Friday, 23 May 2014

Wine. Beer.

What is the attraction of wine? Is it the acidity, the tannin-like firmness that keeps the palate in check, the colour, the collaboration it undertakes with food, its lack of sweetness, and maybe its antiquity? We in the North like to drink something associated with antiquity, we like to feel part of the Mediterranean civilisation from whence wine came, while those in the south of Europe might like to feel part of the North by drinking beer (or maybe they just like to wind up the older generation) — the perceived hardiness and warrior status of the North.

Then I ask — what is the attraction of beer? The length of its assignation in the glass, the join of sweetness, bitterness, dryness, fruitiness and — sometimes — sourness, the collaboration it undertakes with food, the patchwork palettes of colour. Oh and yes its antiquity.
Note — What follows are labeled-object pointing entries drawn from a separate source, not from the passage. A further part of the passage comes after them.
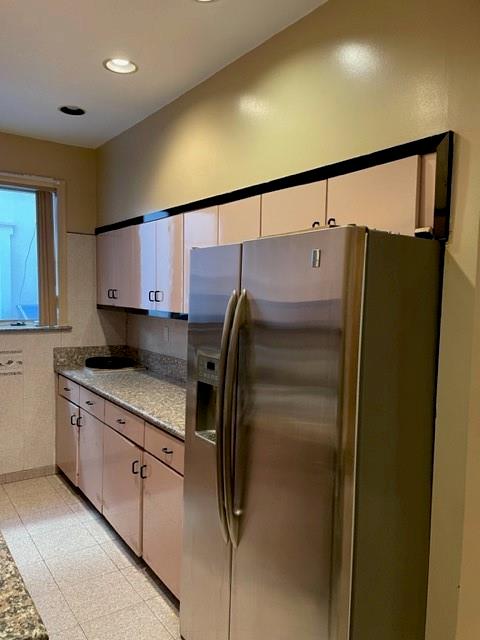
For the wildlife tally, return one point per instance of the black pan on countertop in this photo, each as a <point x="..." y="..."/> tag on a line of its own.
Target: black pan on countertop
<point x="110" y="362"/>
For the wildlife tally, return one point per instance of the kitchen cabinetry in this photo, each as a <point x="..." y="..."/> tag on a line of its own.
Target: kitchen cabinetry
<point x="239" y="221"/>
<point x="128" y="425"/>
<point x="295" y="209"/>
<point x="116" y="273"/>
<point x="92" y="403"/>
<point x="169" y="264"/>
<point x="68" y="389"/>
<point x="66" y="437"/>
<point x="201" y="230"/>
<point x="162" y="521"/>
<point x="90" y="458"/>
<point x="141" y="267"/>
<point x="130" y="470"/>
<point x="164" y="447"/>
<point x="384" y="197"/>
<point x="122" y="487"/>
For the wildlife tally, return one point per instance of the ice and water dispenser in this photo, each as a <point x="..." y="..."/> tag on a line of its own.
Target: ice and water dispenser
<point x="207" y="392"/>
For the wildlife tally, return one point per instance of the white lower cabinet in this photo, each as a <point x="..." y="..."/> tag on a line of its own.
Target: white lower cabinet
<point x="122" y="487"/>
<point x="162" y="521"/>
<point x="66" y="438"/>
<point x="139" y="494"/>
<point x="90" y="458"/>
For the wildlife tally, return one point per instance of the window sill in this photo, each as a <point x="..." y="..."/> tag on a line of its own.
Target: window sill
<point x="7" y="328"/>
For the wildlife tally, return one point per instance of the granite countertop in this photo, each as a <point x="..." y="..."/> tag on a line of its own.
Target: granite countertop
<point x="158" y="400"/>
<point x="19" y="619"/>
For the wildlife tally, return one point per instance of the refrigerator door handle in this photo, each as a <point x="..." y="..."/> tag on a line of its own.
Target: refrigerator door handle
<point x="229" y="418"/>
<point x="219" y="423"/>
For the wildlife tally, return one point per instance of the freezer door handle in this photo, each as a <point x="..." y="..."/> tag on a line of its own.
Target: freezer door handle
<point x="229" y="417"/>
<point x="219" y="424"/>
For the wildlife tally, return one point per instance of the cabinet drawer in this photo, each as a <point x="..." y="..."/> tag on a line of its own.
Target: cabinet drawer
<point x="69" y="390"/>
<point x="126" y="423"/>
<point x="164" y="447"/>
<point x="92" y="403"/>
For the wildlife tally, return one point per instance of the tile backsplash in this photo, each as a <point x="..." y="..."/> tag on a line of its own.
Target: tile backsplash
<point x="158" y="335"/>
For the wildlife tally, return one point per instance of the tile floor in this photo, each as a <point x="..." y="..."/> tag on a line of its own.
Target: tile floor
<point x="85" y="582"/>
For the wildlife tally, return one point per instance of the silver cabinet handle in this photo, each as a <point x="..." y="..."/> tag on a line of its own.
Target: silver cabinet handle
<point x="229" y="418"/>
<point x="219" y="423"/>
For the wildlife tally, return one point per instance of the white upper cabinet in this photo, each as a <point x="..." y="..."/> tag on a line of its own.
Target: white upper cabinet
<point x="201" y="230"/>
<point x="141" y="270"/>
<point x="115" y="273"/>
<point x="105" y="267"/>
<point x="169" y="264"/>
<point x="384" y="197"/>
<point x="141" y="267"/>
<point x="239" y="221"/>
<point x="294" y="209"/>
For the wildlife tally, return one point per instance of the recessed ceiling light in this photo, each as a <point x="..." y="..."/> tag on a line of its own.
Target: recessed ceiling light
<point x="71" y="110"/>
<point x="120" y="65"/>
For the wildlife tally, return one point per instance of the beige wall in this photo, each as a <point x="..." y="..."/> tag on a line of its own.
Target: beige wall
<point x="351" y="78"/>
<point x="27" y="401"/>
<point x="74" y="165"/>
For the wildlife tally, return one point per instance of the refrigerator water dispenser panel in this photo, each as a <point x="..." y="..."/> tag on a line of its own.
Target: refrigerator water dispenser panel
<point x="207" y="388"/>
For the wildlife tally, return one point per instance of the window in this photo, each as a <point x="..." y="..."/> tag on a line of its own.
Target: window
<point x="28" y="260"/>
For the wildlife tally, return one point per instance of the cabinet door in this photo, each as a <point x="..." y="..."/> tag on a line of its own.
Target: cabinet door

We in the North like to drink something associated with antiquity, we like to feel part of the North by drinking beer — the perceived hardiness and warrior status of the North. We also like to feel part of our history and heritage (a word I don’t really like using, it’s too National Trust for me) by drinking beer. 

And then I think of the beers I have drunk in Florence, Rome, Venice, Malaga and even Lisbon in the last few months; beers from the wine countries, beers that are artisanal, produced on a small scale, looking northwards for inspiration and motivation. And then I think: what is the attraction of beer? What is the attraction of wine?

1 comment:

  1. That's a very interesting question. Given a choice, I believe the fact that wine is less satiating than beer is the main reason people like wine.